I was wondering, when the CPU sends an address on the memory, is it simply selecting which parts of memory get connected to the data bus
Kinda.
A bus is a common wire or set of wires that connects multiple components.
That means anything connected to the bus (the wires that make it) will "hear" anything that anyone else does.
So a typical bus will have address lines (A0-A15, for example), data lines (D0-D7) and then control lines (e.g. RW, READY, etc.)
So the CPU would pull down some address lines to identify an address, some data lines to represent some data, and then for example, pull down RW and maybe some other control line.
It's the responsibility of other devices to listen for that address, and then take action based on the data and control lines.

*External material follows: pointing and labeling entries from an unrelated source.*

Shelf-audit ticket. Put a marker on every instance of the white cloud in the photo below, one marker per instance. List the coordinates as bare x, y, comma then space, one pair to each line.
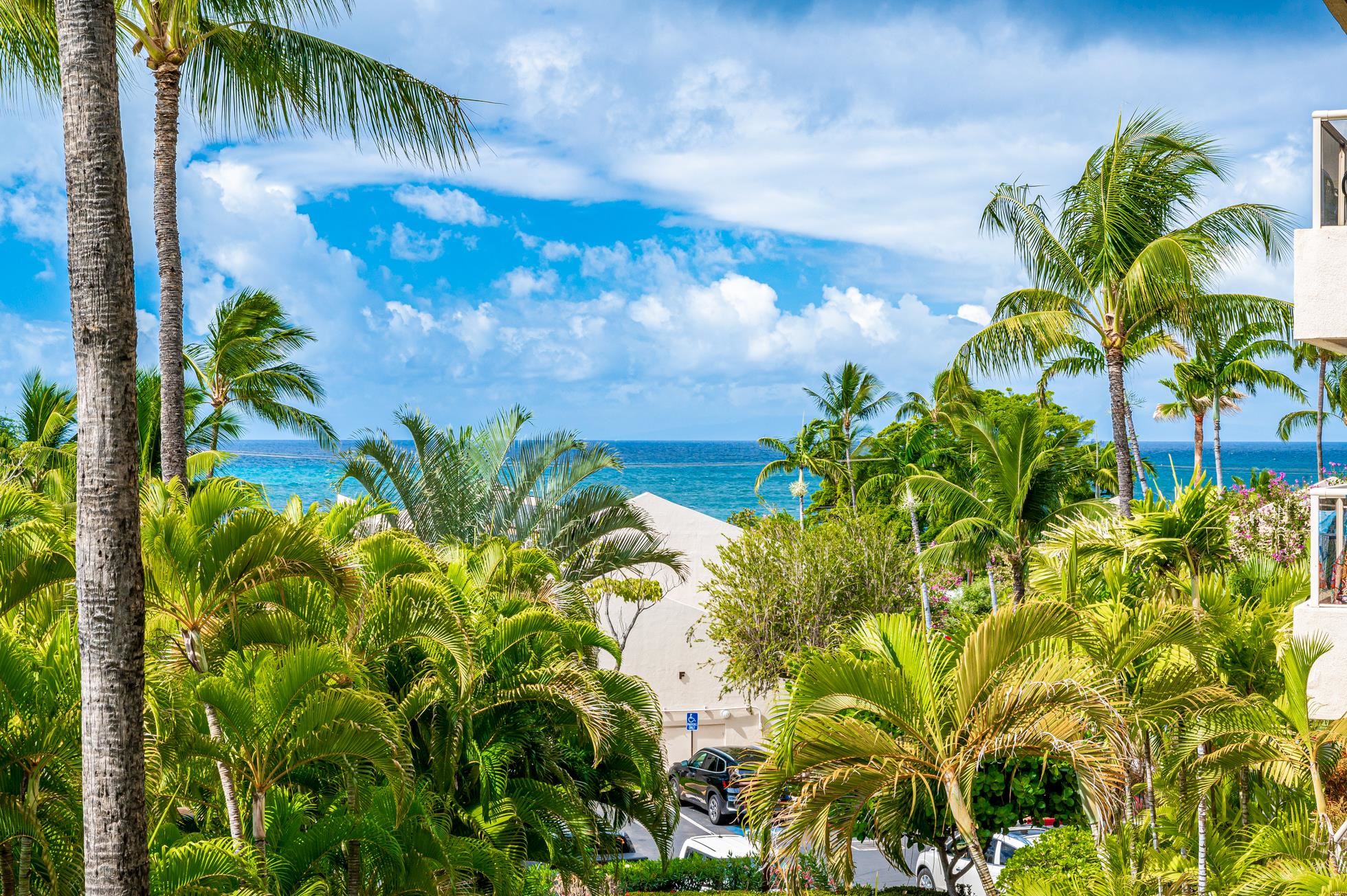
446, 206
523, 283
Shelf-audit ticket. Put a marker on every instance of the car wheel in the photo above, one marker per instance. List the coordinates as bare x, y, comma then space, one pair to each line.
713, 809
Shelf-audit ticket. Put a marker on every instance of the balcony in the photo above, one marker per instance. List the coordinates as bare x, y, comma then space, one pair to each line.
1320, 291
1326, 611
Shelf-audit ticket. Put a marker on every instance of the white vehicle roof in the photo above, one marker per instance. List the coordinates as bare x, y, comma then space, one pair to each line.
718, 847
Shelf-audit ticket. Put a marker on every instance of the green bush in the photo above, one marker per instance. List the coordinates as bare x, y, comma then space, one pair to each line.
739, 875
1062, 855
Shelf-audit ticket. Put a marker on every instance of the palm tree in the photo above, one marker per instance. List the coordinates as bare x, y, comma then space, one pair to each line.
895, 720
1280, 737
1122, 254
108, 576
476, 484
1333, 388
280, 713
849, 398
39, 441
210, 552
1226, 359
245, 360
1018, 488
1191, 399
248, 68
799, 454
1306, 355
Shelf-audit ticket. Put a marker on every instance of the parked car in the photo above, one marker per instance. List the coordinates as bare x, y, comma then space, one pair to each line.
713, 778
718, 847
999, 852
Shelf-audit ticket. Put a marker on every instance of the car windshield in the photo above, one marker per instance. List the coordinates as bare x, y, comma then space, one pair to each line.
744, 755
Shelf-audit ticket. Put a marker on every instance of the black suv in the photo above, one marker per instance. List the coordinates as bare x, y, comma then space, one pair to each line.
713, 778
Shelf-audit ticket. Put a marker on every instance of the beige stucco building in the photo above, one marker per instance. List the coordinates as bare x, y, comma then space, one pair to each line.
687, 675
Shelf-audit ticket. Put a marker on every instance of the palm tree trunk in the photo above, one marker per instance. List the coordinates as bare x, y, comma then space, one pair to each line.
22, 887
916, 546
1136, 451
1117, 409
1319, 418
259, 825
197, 659
1215, 444
1202, 834
1199, 436
172, 418
109, 583
969, 829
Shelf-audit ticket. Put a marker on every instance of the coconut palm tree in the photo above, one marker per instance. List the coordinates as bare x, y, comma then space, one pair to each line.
1227, 357
247, 67
849, 399
108, 576
1018, 488
206, 555
471, 485
895, 719
1333, 390
801, 454
285, 712
1121, 259
1192, 401
244, 364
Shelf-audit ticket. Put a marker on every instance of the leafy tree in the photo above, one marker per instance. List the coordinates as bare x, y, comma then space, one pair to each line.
777, 590
1121, 259
245, 361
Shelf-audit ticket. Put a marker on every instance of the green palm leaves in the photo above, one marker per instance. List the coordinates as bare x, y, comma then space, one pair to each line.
471, 485
1120, 260
898, 721
245, 364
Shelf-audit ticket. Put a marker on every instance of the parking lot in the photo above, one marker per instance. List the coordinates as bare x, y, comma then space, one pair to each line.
871, 866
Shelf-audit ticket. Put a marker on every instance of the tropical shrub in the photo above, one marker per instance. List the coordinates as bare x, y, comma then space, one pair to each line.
779, 590
1062, 856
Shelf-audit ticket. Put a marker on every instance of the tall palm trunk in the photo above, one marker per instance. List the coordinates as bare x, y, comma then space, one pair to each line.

Two devices can respond to signals for the same address--this may be a good or bad thing depending on the system and its electrical characteristcs.
Usually you don't want everything on the bus responding to all addresses so you need things in the middle to direct the signals - like LS chips, a gate array, or other intermediary device.
If this reminds of you of old 10BaseT wired Ethernet where all computers were on 1 physical wire and things like collisions were a thing-you'd be right. So it's necessary that all devices are following a common protocol and don't cause conflicts.
This has limits for speed, that's why technologies have generally moved from the CPU not directly being connected to a bus, and from interconnections generally moving from parallel "bunch of address and data lines" to serial. For example, PCI was a bus, but PCI-E basically operates like an optimized switched Ethernet network. It's also why RAM is more or less directly connected to a memory controller built into the CPU and not on the bus. We are probably not too far from RAM being serial as well.